Fresh from the shower, I walk over to his throne; give him a hug and a kiss.

Holding me close, “The raid will start soon,” says he.

“I know,” cupping my hands on his receding potato head, “hungry?”

“Yesss,” his smile broad flashing from underneath all those beard a set of crow feet framing his beaming eyes, and I forget that a few minute ago I want to smack him hard on the head.

“Dinner in 5,” peeling myself away from his embrace.

“No hurry, babe.”

Two plates, I am making dinner for two, he doesn’t like his vegetables, so I puree the carrots and finely blend in every veggie-like substances into the tomato sauce of this bolognaise. Three, I also have my own personal 4-legged dinner companion, PeeJay. She follows me around, sharing my dinner, facing the same direction that I am facing, the TV screen. While her master, my potato, facing the opposite direction of us, the computer screen.

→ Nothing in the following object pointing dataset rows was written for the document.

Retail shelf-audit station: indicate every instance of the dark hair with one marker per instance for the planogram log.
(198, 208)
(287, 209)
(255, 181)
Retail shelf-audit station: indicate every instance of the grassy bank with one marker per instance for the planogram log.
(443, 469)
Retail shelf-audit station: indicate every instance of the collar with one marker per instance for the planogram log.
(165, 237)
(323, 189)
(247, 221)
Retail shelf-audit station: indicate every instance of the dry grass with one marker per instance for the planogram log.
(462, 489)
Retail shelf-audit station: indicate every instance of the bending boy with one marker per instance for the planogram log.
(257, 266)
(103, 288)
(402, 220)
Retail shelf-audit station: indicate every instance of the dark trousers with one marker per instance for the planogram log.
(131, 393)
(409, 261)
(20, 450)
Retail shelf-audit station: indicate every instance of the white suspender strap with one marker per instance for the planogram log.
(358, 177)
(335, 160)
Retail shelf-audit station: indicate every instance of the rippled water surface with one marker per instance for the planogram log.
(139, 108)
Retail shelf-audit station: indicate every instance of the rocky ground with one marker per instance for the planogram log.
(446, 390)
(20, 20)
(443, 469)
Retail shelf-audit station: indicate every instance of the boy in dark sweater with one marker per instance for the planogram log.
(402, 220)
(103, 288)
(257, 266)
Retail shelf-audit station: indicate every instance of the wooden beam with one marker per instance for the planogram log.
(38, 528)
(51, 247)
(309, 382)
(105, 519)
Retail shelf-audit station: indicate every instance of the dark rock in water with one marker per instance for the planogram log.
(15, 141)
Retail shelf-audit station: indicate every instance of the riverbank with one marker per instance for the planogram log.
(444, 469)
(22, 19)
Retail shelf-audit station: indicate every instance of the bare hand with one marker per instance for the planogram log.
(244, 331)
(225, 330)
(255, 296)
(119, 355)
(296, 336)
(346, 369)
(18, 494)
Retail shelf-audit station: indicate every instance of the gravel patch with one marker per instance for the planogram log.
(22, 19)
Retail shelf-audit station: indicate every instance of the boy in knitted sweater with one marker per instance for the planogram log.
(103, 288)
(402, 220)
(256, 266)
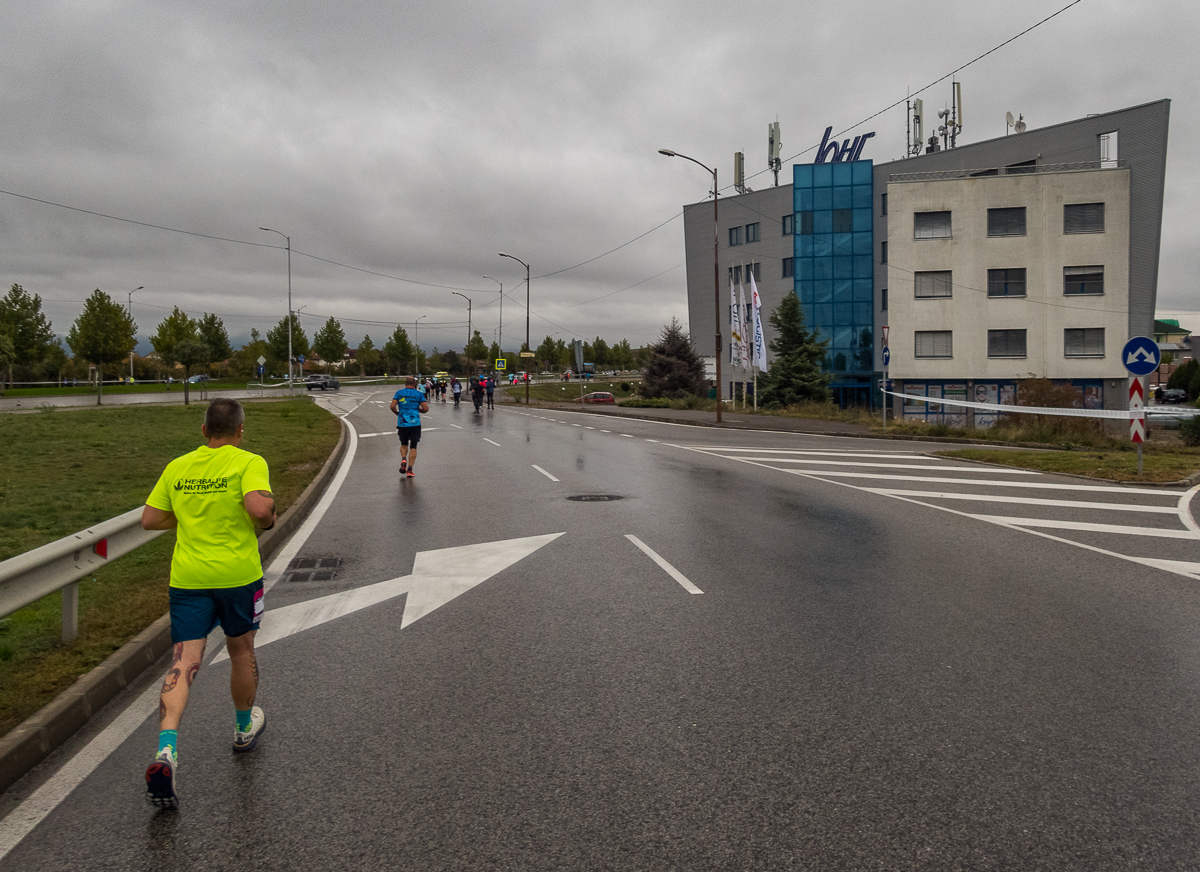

It’s late; I am getting ready for bed after my last cig outside in the cold night air. Snugly tucked under the duvet, reading my book, potato comes and claims his side of the bed from PeeJay. Closing my book, wrestling with PeeJay to put my arms around potato, I whisper, “Tired?” Hugging me tight, he sighs,” Knackered.” I reach over to his side of the bed, find the light switch. Darkness falls upon us, silence, you can hear 3 hearts beat in its individual pace, then sleep comes and linger the whole night. It’s a normal happy day, of we, us, me, him and PeeJay.